Whether Macron is able to recall history or not, the consequences are getting terrible now. An otherwise stable France looks now quite shaky with no clear verdicts and vertically split. Alliances are baying for each other’s blood, and for the blood of a centrist President. Tragically, Macron resembles an Alice lost in the wonderland of divisive French politics.
So, the message for Macron is straight and simple: manage France differently. Top-down management may be fine for extracting performance, but it does not fetch votes. Unilateralism does not win electoral acceptance. Change your ways or the voters will change you.
Lesson 6: Fight the temptation of doing your way
Macron is notorious for having developed his own style of governance. He is said to be a non-believer of delegation, participation and power-sharing. In an oppressive parliamentary climate of confrontation, divisiveness and denigration, sharing is much needed for building bridges between factions, erecting consensus among groups and cementing friendships in the house. Macron had already stopped appreciating this truism.
Macron ceased to be a facilitator which he was supposed to be. On the contrary, he ended up being a controller of the parliament. There is a lesson for political leaders here: Do it alone and you exit alone. By doing everything alone, Macron has changed France. Today, France is immobilised with confusion and uncertainty. Divisive politics is on the rise.
Factionalism is running high. Inflation is at a record high. Cost of living has reached a point of crisis. Populism is becoming a favourite theme for voters. The upshot of these realities: popular perception of Macron being a ‘President of the Rich’ is gaining acceptance.
This is not the France Macron had promised voters. Talks of revamping the pension system and raising the retirement age to 65 will now get muffled out. Macron will have to opt for a bill-by-bill consensus and this will hobble his otherwise well-meaning efforts.

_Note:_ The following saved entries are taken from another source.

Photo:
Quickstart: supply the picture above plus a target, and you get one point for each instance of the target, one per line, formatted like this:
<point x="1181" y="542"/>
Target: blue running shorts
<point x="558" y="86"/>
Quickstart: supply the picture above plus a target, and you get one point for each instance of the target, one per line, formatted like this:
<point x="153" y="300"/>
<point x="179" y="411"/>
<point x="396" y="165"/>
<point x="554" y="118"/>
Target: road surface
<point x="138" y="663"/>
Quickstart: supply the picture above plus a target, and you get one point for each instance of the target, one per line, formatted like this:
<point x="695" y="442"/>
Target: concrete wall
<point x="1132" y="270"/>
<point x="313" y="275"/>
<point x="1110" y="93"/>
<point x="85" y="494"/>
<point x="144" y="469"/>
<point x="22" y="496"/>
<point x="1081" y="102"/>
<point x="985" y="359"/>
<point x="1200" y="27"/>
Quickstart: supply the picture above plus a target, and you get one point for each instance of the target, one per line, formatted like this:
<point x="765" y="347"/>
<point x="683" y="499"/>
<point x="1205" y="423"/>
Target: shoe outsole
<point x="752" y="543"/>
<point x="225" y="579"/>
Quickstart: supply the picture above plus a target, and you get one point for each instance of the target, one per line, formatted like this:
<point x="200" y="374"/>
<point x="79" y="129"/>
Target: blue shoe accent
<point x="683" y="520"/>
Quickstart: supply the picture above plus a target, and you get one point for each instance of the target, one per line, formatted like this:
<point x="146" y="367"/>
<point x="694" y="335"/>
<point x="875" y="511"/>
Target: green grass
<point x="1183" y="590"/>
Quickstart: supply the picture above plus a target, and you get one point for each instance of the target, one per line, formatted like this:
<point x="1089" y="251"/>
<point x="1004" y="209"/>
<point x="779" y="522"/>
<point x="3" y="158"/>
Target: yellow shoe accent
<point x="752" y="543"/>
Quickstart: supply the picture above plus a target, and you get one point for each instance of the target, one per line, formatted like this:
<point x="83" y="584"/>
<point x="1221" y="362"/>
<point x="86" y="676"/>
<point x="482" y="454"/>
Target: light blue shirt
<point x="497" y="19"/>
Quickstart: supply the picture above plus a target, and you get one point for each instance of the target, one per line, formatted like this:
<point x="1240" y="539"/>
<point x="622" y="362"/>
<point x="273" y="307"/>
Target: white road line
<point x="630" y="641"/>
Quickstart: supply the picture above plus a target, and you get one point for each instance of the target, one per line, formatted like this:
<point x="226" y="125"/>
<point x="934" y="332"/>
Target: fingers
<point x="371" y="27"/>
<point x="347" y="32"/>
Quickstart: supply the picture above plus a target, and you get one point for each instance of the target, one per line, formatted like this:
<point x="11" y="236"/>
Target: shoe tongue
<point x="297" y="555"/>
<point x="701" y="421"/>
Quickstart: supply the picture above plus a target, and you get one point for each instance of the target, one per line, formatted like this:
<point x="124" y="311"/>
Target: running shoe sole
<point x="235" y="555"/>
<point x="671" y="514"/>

To add to his misery, Macron’s political problems may become a headache for the European Union, what with Ukraine War continuing. Plus Jean-Luc Melenchon of the Far Left and the National Rally’s Marine Le Pen are Macron’s trenchant Europhobic political opponents. They are sure to make the situation more difficult for Macron.
Lesson 7: Do not end up as a victim of your own success
During his first presidential term, a centrist Macron could effortlessly push the far-right and the far-left to the fringes. He could assemble the best talents to make his plans actionable. Thus, he used to look invincible. The situation has changed and it looks difficult now, what with the state of the economy and a strident opposition ready to pounce at every slip.
How did this happen? Enamoured by his own success, Macron quickly turned idealistic. He hopped on to the bandwagon of long-term reforms in pension, energy and education. But, sadly, he went about his task unitarily, giving rise to charges of authoritarianism and abuse of power.
Blinded by his success of his previous tenure, Macron was too drunk to recognise France’s traditional aversion to coalition politics. Thus, he laboured on with his alliance, where he is the indisputable monarch. Therein lie the contradictions he helped to introduce.
In Conclusion
What now for Macron? His to-do list keeps getting longer. First of all, he needs to change his style of functioning, govern by consensus and not control. He needs to become open, actionable and tactful. If he fails, he is sure to invite a no-confidence motion which would crash his government. This will ram France into another parliamentary poll France can ill-afford now.
Speaking on Macron’s debacle, the leftist Melenchon had this to say: ““We have succeeded …… to overthrow [the president] who …….has been elected for who knows what.” If Macron fails to learn the lessons, a restive France will soon discover the truth in this quote. If and when this happens, it will be a tragedy for centrism and undesirable win for politics of the far-right and the far-left.